L’arrêté portant placement en rétention administrative étant suffisamment motivé, le moyen d’irrégularité soulevé sera donc rejeté.
Sur l’errreur manifeste d’appréciation de la Préfecture quant au risque de fuite et aux garanties de représentation
Selon l’article L.741-1 du CESEDA : « L’autorité administrative peut placer en rétention, pour une durée de quatre-vingt-seize heures, l’étranger qui se trouve dans l’un des cas prévus à l’article L.731-1 lorsqu’il ne présente pas de garanties de représentation effectives propres à prévenir un risque de soustraction à l’exécution de la décision d’éloignement et qu’aucune autre mesure n’apparaît suffisante à garantir efficacement l’exécution effective de cette décision. Le risque mentionné au premier alinéa est apprécié selon les mêmes critères que ceux prévus à l’article L.612-3 ou au regard de la menace pour l’ordre public que l’étranger représente. »
Le Conseil Constitutionnel dans une décision du 9 juin 2011 a affirmé que le placement en rétention n’est possible que si l’assignation à résidence n’est pas suffisante pour éviter le risque que l’intéressé ne se soustraie à l’obligation de quitter le territoire dont il fait l’objet (Cons. Const. 9 juin 2011 n°2011-631 DC§61).
[H] l’espèce, s’il est constant que l’intéressé a été condamné à un an d’emprisonnement par le tribunal correctionnel de Limoges le 28 juillet 2025 pour des faits d’une gravité indéniable (port de deux armes de poing de gros calibres, toutes deux armées de cartouches, dont une engagée et prête à l’emploi), il sera relevé qu’il s’agit de sa première condamnation en plus de quinze ans sur le territoire français, et qu’il a reconnu la matérialité de ces faits qu’il dit regretter.
Il ressort des pièces du dossier, et notamment de l’avis consultatif de la commission départementale d’expulsion rendu le 13 mars dernier (avis défavorable à l’explusion de l’intéressé), qu’à la date de son placement en rétention administrative, l’intéressé justifiait d’une adresse fixe à [Localité 4], au domicile de sa sœur, [M] [Y]. Depuis son arrivée en France à l’âge de trois ans, il n’a jamais quitté le territoire. L’ensemble de sa famille (tous en situation régulière avec un titre de séjour, l’un de ses frères étant français) vit sur le territoire national, et les liens n’ont jamais été rompus lors de sa période d’incarcération.
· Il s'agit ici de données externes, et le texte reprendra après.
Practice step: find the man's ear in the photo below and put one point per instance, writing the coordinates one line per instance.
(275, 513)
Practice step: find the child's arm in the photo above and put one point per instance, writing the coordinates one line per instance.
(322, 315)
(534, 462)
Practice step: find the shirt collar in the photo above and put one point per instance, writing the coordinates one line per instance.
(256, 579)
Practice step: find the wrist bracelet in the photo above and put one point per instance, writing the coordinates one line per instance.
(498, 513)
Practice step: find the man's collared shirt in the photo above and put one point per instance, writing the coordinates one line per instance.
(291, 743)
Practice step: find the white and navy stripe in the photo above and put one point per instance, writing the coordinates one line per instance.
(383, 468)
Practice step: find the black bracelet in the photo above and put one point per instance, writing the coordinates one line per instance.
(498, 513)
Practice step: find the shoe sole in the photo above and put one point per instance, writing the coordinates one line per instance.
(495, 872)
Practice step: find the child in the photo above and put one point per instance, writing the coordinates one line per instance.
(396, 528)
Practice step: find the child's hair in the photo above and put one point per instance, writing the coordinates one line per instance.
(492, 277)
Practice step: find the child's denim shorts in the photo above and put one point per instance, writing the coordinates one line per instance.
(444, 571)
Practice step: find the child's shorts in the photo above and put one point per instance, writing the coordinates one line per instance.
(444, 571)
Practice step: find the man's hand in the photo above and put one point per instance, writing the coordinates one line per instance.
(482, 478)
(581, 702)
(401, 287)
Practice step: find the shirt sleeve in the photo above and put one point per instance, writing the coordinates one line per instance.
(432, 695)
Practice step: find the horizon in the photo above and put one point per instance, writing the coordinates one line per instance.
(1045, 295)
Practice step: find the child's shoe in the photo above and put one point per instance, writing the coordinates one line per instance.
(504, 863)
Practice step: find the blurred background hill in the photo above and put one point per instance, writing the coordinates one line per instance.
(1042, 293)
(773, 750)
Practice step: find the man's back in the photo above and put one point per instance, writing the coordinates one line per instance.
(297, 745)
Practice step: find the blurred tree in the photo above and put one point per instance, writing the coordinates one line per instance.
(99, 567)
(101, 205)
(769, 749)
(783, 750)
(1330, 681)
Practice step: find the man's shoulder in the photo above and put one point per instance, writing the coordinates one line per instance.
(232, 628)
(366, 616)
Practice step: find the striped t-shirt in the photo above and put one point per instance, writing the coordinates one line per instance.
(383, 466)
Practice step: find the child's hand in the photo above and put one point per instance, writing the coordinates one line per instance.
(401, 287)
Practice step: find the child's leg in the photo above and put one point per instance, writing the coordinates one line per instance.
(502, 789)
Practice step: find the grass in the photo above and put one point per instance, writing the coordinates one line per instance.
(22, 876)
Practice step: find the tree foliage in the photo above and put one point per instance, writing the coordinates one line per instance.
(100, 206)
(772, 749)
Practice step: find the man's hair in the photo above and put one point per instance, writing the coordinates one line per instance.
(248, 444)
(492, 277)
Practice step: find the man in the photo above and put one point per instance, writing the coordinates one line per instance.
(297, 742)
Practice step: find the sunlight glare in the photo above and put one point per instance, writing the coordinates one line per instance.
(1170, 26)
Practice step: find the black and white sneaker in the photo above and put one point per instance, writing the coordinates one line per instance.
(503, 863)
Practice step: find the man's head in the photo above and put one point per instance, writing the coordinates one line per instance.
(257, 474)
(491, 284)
Il justifie par ailleurs avoir effectué toute sa scolarité en France, être titulaire d’un Bac STMG. Il soutient lui-même n’avoir aucun lien avec l’Algérie et ne jamais avoir appris l’arabe.
Dès lors, dans les circonstances de l’espèce, il apparaît que l’étranger présentait des garanties de représentation suffisantes propres à prévenir le risque de fuite et que l’autorité administrative n’a pas justifié légalement le placement en rétention.
[H] conséquence, il convient de déclarer irrégulière la décision de placement en rétention et sans qu’il soit nécessaire d’examiner les autres moyens d’irrégularité soulevés, d’ordonner la mainlevée de la rétention administrative de Monsieur [R] [Y].
Sur la demande au titre des dispositions de l’article 700 du Code de Procédure Civile
Au vu des circonstances du litige, il apparaît équitable que chaque partie conserve à sa charge ses frais irrépétibles. La demande formée par le conseil de M. [R] [Y] au titre des dispositions de l’article 700 du code de procédure civile et de l’article 37 alinéa 2 de la loi du 10 juillet 1991 sera donc rejetée, étant au surplus relevé qu’aucun justificatif n’est produit au soutien de cette demande indemnitaire portant sur les honoraires et frais non-compris dans les dépens.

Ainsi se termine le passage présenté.